CHICAGO, Illinois, March 4, 2003 (ENS)
The owner of an exotic meat market in suburban Chicago faces five years imprisonment and up to $250,000 in fines after pleading guilty Friday in federal court in Chicago to a felony violation of the Lacey Act, a federal wildlife protection law.
Richard Czimer, president and operator of Czimer's Game and Seafoods, Inc. in Lockport, pleaded guilty to purchasing the meat of a federally protected black spotted leopard (Panthera pardus) in August 1997. Czimer entered his plea before Judge Blanche Manning at the U.S. District Court in Chicago.
Czimer admitted that between August 1997 and October 31, 1998, he also purchased the carcasses of 16 federally protected tigers, four lions, two mountain lions and one liger (a tiger-lion hybrid). The animals were then skinned, butchered and sold as "lion meat" at Czimer's Meat and Seafood, realizing a profit of more than $38,000. Czimer said he purchased the carcasses from co-defendants William Kapp of Tinley Park, Illinois, Steven Galecki of Crete, Illinois, and Kevin Ramsey formerly of Oak Forest, Illinois, and now living in Wisconsin Czimer is scheduled to be sentenced June 27, 2003. As part of his guilty plea,
Czimer has agreed to pay $116,000 in restitution to the National Fish and Wildlife Foundation's Save the Tiger Fund.

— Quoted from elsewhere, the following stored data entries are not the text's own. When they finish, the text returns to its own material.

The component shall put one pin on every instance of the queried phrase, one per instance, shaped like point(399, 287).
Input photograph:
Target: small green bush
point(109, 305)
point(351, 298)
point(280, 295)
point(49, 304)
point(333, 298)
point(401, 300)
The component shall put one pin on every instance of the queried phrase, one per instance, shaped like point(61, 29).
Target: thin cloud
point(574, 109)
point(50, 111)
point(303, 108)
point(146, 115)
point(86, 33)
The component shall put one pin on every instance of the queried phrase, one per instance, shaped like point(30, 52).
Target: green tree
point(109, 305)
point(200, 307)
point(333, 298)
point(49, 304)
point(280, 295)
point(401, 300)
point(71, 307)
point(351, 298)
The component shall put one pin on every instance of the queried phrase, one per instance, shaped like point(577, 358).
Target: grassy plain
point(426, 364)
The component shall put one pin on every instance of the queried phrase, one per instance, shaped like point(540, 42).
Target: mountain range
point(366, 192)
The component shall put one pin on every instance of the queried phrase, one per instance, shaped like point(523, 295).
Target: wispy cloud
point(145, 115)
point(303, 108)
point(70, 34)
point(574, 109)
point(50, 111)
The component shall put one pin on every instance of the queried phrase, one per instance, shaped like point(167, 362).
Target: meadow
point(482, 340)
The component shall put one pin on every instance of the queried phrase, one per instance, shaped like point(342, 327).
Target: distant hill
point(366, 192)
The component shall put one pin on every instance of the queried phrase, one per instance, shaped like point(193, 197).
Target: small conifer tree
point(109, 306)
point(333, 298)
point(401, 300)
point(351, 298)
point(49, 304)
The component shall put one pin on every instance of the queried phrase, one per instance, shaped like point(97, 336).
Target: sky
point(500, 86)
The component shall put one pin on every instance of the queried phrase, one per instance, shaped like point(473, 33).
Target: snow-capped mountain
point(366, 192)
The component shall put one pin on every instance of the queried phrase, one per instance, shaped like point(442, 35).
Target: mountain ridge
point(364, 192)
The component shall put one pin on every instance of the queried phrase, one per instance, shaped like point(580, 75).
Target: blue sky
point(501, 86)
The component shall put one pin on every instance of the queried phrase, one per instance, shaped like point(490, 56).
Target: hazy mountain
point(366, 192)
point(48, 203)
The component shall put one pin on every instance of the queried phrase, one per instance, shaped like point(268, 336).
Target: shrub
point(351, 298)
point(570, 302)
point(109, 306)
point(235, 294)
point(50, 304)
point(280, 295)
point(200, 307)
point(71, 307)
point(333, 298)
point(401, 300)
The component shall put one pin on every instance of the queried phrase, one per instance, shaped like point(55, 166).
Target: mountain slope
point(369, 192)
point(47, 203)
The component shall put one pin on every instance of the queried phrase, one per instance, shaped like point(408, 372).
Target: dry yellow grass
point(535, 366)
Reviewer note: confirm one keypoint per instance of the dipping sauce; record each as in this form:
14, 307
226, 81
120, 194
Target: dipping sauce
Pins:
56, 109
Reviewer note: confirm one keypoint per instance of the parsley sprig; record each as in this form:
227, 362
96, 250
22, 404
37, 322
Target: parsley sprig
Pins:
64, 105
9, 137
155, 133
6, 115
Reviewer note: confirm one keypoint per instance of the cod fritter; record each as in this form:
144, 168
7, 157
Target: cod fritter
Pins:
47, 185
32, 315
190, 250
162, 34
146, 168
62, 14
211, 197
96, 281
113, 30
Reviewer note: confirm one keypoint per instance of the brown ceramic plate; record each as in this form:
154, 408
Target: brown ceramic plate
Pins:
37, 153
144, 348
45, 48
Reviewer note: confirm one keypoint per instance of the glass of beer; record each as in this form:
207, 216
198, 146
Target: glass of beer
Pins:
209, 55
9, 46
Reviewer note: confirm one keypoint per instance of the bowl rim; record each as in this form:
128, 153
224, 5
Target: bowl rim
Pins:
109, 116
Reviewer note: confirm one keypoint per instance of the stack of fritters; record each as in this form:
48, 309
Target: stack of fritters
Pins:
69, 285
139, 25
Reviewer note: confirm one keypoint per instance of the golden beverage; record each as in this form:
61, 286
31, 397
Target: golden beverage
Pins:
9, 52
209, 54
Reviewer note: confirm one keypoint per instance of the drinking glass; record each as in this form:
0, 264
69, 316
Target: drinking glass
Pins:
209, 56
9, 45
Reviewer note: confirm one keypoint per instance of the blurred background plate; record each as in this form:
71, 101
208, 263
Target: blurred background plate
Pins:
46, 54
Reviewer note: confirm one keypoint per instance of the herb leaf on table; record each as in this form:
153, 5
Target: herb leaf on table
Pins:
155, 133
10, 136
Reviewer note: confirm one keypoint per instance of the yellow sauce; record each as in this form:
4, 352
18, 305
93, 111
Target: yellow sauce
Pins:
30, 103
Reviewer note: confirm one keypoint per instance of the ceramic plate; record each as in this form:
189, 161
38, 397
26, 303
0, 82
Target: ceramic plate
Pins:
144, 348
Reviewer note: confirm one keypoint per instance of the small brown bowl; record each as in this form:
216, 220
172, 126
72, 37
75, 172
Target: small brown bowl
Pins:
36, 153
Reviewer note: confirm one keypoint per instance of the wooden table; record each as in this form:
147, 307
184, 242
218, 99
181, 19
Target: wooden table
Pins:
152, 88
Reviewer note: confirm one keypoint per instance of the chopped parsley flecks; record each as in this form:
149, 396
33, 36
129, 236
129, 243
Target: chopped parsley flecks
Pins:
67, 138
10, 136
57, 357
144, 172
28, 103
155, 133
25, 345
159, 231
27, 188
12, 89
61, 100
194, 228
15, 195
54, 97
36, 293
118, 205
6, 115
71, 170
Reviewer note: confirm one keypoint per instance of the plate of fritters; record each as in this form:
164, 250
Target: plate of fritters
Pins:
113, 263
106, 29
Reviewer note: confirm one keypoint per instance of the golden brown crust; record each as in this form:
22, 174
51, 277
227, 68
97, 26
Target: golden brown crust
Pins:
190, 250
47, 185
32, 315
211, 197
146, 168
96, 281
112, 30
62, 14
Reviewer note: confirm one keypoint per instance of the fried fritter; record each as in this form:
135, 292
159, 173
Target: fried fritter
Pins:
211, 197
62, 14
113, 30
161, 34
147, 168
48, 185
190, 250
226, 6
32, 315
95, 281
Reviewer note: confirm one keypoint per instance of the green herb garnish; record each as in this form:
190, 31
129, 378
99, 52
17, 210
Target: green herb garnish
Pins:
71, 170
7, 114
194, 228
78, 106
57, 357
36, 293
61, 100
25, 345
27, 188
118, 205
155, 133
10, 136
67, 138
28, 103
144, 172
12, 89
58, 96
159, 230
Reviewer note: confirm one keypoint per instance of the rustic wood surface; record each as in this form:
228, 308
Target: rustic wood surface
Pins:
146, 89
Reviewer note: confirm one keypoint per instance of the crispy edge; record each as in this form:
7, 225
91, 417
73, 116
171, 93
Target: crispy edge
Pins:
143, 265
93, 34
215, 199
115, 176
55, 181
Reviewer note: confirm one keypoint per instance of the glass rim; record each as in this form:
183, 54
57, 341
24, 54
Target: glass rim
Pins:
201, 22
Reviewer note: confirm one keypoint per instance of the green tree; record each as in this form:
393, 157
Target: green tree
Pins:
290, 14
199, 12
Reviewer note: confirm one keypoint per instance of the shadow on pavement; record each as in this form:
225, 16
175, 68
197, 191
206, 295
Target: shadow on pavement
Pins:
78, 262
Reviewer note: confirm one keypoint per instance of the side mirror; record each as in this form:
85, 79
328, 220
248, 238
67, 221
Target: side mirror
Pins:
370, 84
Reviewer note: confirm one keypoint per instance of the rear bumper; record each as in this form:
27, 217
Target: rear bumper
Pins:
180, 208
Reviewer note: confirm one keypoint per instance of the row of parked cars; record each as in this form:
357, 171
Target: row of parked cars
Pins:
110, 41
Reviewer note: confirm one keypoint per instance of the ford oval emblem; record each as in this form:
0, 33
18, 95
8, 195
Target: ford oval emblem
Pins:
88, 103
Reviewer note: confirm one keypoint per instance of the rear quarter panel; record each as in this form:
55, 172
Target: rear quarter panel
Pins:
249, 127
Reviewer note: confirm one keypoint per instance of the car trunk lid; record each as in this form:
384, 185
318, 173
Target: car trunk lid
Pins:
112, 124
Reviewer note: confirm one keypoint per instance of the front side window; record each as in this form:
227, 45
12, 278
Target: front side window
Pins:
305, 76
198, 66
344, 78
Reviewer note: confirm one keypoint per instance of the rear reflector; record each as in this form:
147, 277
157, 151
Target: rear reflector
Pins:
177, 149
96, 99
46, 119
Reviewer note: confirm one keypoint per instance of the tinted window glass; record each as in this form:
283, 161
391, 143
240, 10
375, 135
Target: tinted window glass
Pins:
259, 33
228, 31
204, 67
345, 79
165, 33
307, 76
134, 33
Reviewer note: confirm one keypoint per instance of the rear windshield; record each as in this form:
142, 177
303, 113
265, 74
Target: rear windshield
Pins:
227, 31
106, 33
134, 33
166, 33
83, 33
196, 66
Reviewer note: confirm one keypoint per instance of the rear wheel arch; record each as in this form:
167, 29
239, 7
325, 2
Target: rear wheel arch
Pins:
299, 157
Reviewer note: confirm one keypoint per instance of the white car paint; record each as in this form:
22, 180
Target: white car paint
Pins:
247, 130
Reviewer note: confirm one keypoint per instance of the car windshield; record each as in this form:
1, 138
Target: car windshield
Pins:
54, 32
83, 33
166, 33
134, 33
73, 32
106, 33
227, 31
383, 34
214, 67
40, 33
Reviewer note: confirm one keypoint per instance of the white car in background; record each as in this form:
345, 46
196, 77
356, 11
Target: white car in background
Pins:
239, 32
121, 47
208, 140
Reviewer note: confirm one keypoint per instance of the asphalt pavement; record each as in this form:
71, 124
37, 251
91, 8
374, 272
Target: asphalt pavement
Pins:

Czimer was among seven men indicted in Chicago in May 2002 on numerous wildlife protection and trafficking charges. A total of 17 individuals and one business in eight states were charged as a result of a lengthy investigation by special agents of the U.S. Fish and Wildlife Service into the trafficking of exotic animals. Service investigators, working closely with U.S. Attorney's Offices in Illinois, Missouri and Michigan uncovered a group of residents and small business owners in the Midwest that allegedly bought and killed exotic tigers, leopards, snow leopards, lions, mountain lions, cougars, mixed breed cats and black bears with the intention of introducing meat and skins into the lucrative animal parts trade.
Tigers are listed as endangered under the federal Endangered Species Act. The law also protects leopards, which are classified as either endangered or threatened depending on the location of the wild population. Although federal regulations allow possession of tigers bred in captivity, the regulations stipulate activities involving their use must be to enhance the propagation or survival of the species.
It is unlawful to kill the animals for sport or profit, or to sell their hides, parts or meats into interstate commerce.